Brilliant! Crowd-funded (even better!) Mycroft brings the rich potential of open-source to the growing field of digital home assistants. I suspect it won’t be long until it claims a major part of the field, because the Mycroft platform can evolve and grow exponentially by capitalizing on the contributions of many, many people, not unlike the way IFTTT has with its crowd-sourced smart home “recipes.”
According to a fascinating ZD Net interview with its developer, Joshua Montgomery, his motivation was not profit per se, but to create a general AI intelligence system that would transform a start-up space he was re-developing:
“He wanted to create the type of artificial intelligence platform that ‘if you spoke to it when you walked in the room, it could control the music, control the lights, the doors’ and more.”
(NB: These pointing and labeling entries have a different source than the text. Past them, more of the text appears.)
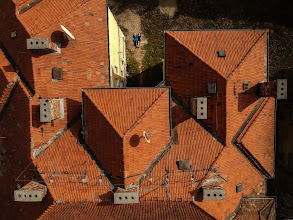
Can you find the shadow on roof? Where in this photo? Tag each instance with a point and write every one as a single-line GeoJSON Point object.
{"type": "Point", "coordinates": [247, 98]}
{"type": "Point", "coordinates": [19, 56]}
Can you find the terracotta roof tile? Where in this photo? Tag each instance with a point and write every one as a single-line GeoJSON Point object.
{"type": "Point", "coordinates": [143, 210]}
{"type": "Point", "coordinates": [128, 105]}
{"type": "Point", "coordinates": [123, 115]}
{"type": "Point", "coordinates": [67, 163]}
{"type": "Point", "coordinates": [206, 43]}
{"type": "Point", "coordinates": [232, 169]}
{"type": "Point", "coordinates": [256, 208]}
{"type": "Point", "coordinates": [15, 157]}
{"type": "Point", "coordinates": [194, 144]}
{"type": "Point", "coordinates": [260, 142]}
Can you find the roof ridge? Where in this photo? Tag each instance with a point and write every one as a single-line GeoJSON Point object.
{"type": "Point", "coordinates": [8, 96]}
{"type": "Point", "coordinates": [248, 119]}
{"type": "Point", "coordinates": [245, 56]}
{"type": "Point", "coordinates": [144, 113]}
{"type": "Point", "coordinates": [154, 162]}
{"type": "Point", "coordinates": [254, 117]}
{"type": "Point", "coordinates": [211, 166]}
{"type": "Point", "coordinates": [242, 149]}
{"type": "Point", "coordinates": [195, 55]}
{"type": "Point", "coordinates": [55, 19]}
{"type": "Point", "coordinates": [180, 103]}
{"type": "Point", "coordinates": [105, 116]}
{"type": "Point", "coordinates": [58, 135]}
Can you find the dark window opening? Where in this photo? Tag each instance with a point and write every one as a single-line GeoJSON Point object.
{"type": "Point", "coordinates": [57, 73]}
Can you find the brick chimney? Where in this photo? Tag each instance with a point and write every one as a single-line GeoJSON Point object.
{"type": "Point", "coordinates": [51, 109]}
{"type": "Point", "coordinates": [31, 192]}
{"type": "Point", "coordinates": [277, 89]}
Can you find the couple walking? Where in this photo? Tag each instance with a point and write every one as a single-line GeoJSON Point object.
{"type": "Point", "coordinates": [136, 40]}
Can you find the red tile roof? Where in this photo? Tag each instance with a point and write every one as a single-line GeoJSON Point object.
{"type": "Point", "coordinates": [194, 144]}
{"type": "Point", "coordinates": [67, 164]}
{"type": "Point", "coordinates": [15, 157]}
{"type": "Point", "coordinates": [192, 62]}
{"type": "Point", "coordinates": [254, 135]}
{"type": "Point", "coordinates": [256, 208]}
{"type": "Point", "coordinates": [205, 44]}
{"type": "Point", "coordinates": [123, 115]}
{"type": "Point", "coordinates": [124, 108]}
{"type": "Point", "coordinates": [144, 210]}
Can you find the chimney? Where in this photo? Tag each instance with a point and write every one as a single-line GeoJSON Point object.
{"type": "Point", "coordinates": [51, 109]}
{"type": "Point", "coordinates": [267, 89]}
{"type": "Point", "coordinates": [42, 45]}
{"type": "Point", "coordinates": [31, 192]}
{"type": "Point", "coordinates": [277, 89]}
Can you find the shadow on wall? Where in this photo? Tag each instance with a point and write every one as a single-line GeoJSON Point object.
{"type": "Point", "coordinates": [15, 126]}
{"type": "Point", "coordinates": [16, 47]}
{"type": "Point", "coordinates": [150, 77]}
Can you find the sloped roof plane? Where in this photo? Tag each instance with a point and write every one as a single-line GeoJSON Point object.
{"type": "Point", "coordinates": [206, 43]}
{"type": "Point", "coordinates": [130, 113]}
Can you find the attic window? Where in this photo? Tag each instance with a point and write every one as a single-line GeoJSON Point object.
{"type": "Point", "coordinates": [183, 164]}
{"type": "Point", "coordinates": [212, 88]}
{"type": "Point", "coordinates": [245, 86]}
{"type": "Point", "coordinates": [57, 73]}
{"type": "Point", "coordinates": [239, 188]}
{"type": "Point", "coordinates": [14, 34]}
{"type": "Point", "coordinates": [221, 53]}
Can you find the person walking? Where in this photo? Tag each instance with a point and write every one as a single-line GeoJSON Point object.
{"type": "Point", "coordinates": [135, 40]}
{"type": "Point", "coordinates": [138, 39]}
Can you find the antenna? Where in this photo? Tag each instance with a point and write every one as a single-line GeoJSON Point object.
{"type": "Point", "coordinates": [145, 135]}
{"type": "Point", "coordinates": [67, 32]}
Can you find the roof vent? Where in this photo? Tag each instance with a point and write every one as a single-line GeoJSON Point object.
{"type": "Point", "coordinates": [221, 53]}
{"type": "Point", "coordinates": [201, 112]}
{"type": "Point", "coordinates": [51, 109]}
{"type": "Point", "coordinates": [32, 192]}
{"type": "Point", "coordinates": [212, 88]}
{"type": "Point", "coordinates": [126, 197]}
{"type": "Point", "coordinates": [57, 73]}
{"type": "Point", "coordinates": [245, 85]}
{"type": "Point", "coordinates": [282, 89]}
{"type": "Point", "coordinates": [213, 194]}
{"type": "Point", "coordinates": [183, 164]}
{"type": "Point", "coordinates": [42, 44]}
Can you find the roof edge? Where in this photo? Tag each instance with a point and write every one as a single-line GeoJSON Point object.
{"type": "Point", "coordinates": [241, 148]}
{"type": "Point", "coordinates": [246, 55]}
{"type": "Point", "coordinates": [144, 113]}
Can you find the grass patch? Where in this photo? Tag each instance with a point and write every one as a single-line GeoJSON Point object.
{"type": "Point", "coordinates": [132, 64]}
{"type": "Point", "coordinates": [153, 29]}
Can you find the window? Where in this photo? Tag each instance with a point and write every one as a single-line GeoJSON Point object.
{"type": "Point", "coordinates": [116, 83]}
{"type": "Point", "coordinates": [57, 73]}
{"type": "Point", "coordinates": [121, 84]}
{"type": "Point", "coordinates": [212, 88]}
{"type": "Point", "coordinates": [245, 85]}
Montgomery wanted to do this through an open-source voice control system but for there wasn’t an open source equivalent to Siri or Alexa. After building the natural language, open-source AI system to fill that need (tag line, “An Artificial Intelligence for Everyone”) he decided to build a “reference device” as the reporter terms it (gotta love that techno speak. In other words, a hardware device that could demonstrate the system). That in turn led to a crowdsourced campaign on Kickstarter and Backerkit to fund the home hub, which is based on the old chestnut of the IoT, Raspberry Pi. The result is a squat, cute (looks like a smiley face) unit, with a high-quality speaker.
Most important, when the development team is done with the AI platform, Mycroft will release all of the Mycroft AI code under GPL V3, inviting the open-source community to capitalize and improve on it. That will place Mycroft squarely in the open-source heritage of Linux and Mozilla.
Among other benefits, Mycroft will use natural language processing to activate a wide range of online services, from Netflix to Pandora, as well as control your smart home devices.
Mycroft illustrates one of my favorite IoT Essential Truths: we need to share data, not hoard it. I don’t care how brilliant your engineers are: they are only a tiny percentage of the world population, with only a limited amount of personal experience (especially if they’re callow millennials) and interests. When you go open source and throw your data open to the world, the progress will be greater as will be the benefits — to you and humanity.